Branson students established one such chapter in January after Doorstep Donations connected with the school online. Students swiftly responded to an all-school email by Community Engagement Director Janeal Fordham about the program, and following a conference with Gleeman, set up a Branson chapter.

After a couple of announcements to the community — those interested can currently sign up via a Google Form — the Branson chapter, as of late January, has accrued about 50 donors, Mishalko said. Gleeman said that number of participants, over the course of a year, would donate a total of over 2½ tons of food.
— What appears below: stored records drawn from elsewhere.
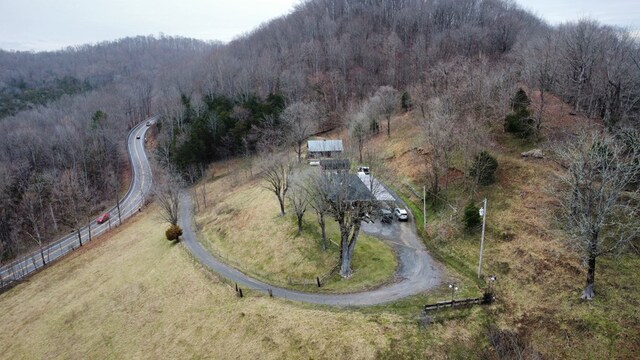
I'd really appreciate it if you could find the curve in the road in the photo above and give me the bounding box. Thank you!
[0,117,156,288]
[180,193,441,306]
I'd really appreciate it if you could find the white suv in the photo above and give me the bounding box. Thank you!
[393,208,409,221]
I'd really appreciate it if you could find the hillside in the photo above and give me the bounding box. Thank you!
[0,91,640,359]
[0,0,640,359]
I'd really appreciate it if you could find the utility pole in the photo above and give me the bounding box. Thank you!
[478,198,487,279]
[422,186,427,230]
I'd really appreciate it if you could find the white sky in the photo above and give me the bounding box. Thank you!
[0,0,640,51]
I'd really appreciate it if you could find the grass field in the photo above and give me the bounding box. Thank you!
[0,91,640,359]
[0,209,416,359]
[196,164,397,292]
[352,100,640,359]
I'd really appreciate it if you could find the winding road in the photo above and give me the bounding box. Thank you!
[179,188,442,306]
[0,118,442,306]
[0,117,156,288]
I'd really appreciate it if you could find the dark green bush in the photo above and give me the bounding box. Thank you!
[165,225,182,241]
[504,89,535,139]
[400,91,412,112]
[462,202,482,231]
[469,150,498,185]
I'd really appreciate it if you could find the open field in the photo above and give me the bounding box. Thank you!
[0,208,415,359]
[196,164,397,292]
[352,97,640,359]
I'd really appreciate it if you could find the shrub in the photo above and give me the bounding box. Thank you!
[469,150,498,185]
[511,88,531,113]
[165,225,182,241]
[463,202,482,231]
[504,109,535,139]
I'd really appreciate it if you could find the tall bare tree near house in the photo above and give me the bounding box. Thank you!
[22,191,47,265]
[523,33,559,138]
[280,102,323,162]
[558,131,640,299]
[422,98,456,197]
[349,111,368,164]
[370,86,400,137]
[262,155,293,216]
[559,20,602,115]
[287,173,309,236]
[302,170,329,251]
[316,172,378,278]
[152,170,184,226]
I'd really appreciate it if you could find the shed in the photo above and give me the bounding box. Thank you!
[320,159,351,171]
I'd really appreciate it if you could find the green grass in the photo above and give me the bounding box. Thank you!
[196,178,397,293]
[0,205,416,359]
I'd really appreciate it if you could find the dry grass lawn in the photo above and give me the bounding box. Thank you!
[0,208,415,359]
[196,163,397,292]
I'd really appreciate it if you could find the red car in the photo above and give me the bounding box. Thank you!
[96,213,109,224]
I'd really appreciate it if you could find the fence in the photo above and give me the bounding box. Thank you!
[0,122,152,291]
[422,292,495,312]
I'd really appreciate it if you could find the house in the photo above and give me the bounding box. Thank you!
[320,159,351,171]
[307,140,344,159]
[327,173,376,202]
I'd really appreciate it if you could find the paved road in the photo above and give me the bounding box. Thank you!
[0,118,155,288]
[180,193,442,306]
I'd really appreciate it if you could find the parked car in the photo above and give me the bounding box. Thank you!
[393,208,409,221]
[96,213,109,224]
[380,208,393,224]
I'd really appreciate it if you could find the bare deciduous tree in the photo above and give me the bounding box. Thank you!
[313,172,378,278]
[371,86,400,137]
[349,111,368,163]
[153,170,183,225]
[262,156,293,216]
[559,128,640,299]
[422,98,455,200]
[280,102,322,162]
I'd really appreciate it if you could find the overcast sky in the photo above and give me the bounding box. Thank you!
[0,0,640,51]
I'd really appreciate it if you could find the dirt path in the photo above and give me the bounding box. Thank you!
[180,193,442,306]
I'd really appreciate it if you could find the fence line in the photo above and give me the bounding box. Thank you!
[0,191,144,291]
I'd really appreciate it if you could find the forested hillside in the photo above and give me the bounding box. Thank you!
[0,0,640,292]
[0,37,216,262]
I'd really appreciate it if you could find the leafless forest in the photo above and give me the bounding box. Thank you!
[0,0,640,262]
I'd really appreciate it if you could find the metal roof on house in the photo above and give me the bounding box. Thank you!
[307,140,344,152]
[330,173,376,201]
[320,159,351,170]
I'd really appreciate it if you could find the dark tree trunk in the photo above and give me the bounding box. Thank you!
[340,221,360,278]
[296,214,304,236]
[318,214,327,251]
[580,234,598,300]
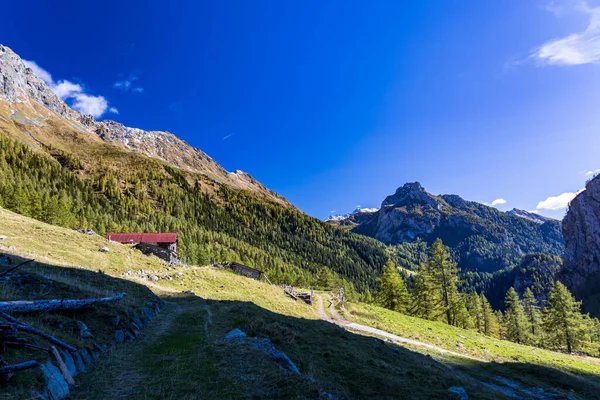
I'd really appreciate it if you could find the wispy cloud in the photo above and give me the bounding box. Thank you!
[535,189,585,211]
[584,169,600,176]
[483,198,507,207]
[531,1,600,66]
[23,60,118,118]
[113,74,144,93]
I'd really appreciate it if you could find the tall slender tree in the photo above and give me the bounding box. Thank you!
[427,238,463,325]
[377,260,410,313]
[504,287,527,343]
[543,281,591,353]
[523,288,541,344]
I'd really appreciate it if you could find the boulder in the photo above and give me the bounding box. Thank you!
[115,330,125,343]
[60,350,77,377]
[79,349,93,365]
[448,386,469,400]
[73,351,85,372]
[77,321,94,338]
[40,361,69,400]
[223,328,246,340]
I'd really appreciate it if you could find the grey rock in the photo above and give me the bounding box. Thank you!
[142,307,154,321]
[60,350,77,377]
[108,315,121,328]
[448,386,469,400]
[115,330,125,343]
[40,361,69,400]
[223,328,246,340]
[79,349,93,365]
[250,338,300,375]
[77,321,94,338]
[73,351,85,372]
The chapter will conduct its first collection of food in early April and bring that food to San Rafael’s Ritter Center, an organization that benefits low-income and homeless residents. Doorstep Donations connected with the Ritter Center through a nationwide network of local organizations, Gleeman said.

“Each donor will get a reusable Doorstep Donations bag, so we’ll take the groceries from that bag, put it in a larger container in our car, and then we deliver it to the food pantry,” another leader of the chapter, Grace Johnson, said.

Gleeman said that the chapter has outperformed other school chapters in terms of initial growth. For Fordham, such a standout start epitomized Branson students’ unique attitude toward community engagement, even when the school had waived service requirements for this year.

“I think our students are so eager and altruistic,” she said. “That’s something that I noticed immediately when I came here, and as director of community engagement, that’s something that has been so worthwhile in orchestrating this program.”

That altruism also appears in the program through some of Branson’s core values, chapter leaders said. Sophomore Finn Dossey, who also writes for The Blazer, highlighted kindness and purpose as key values of the program; Mishalko concurred.

“I think purpose plays a really big part,” she said. “I think there’s a lot of people who feel like they don’t do enough to help the community, and so this is a way for them to find that purpose in their community, and do what they can, and do something really simple but really impactful.”

Chapter leaders also underscored the student-led nature of the program. Youths run the organization both at the chapter and national levels.

“What’s cool about Doorstep Donations is that it is all youth-led, [whereas] I found that a lot of other organizations are run by adults,” Johnson said, also noting that the chapter hopes to possibly expand beyond Branson to Marin at large.

But the core of the program remains the fight against local food insecurity, which, as Mishalko noted, the COVID-19 pandemic exacerbated. And for co-founder Gleeman, each doorstep, however small, represents one positive step in that battle.

“If you can give, then you should give,” he said. “It makes all the difference. Your small portion … means everything to the people who are hungry. So really, it’s just, give as much as you can, when you can.”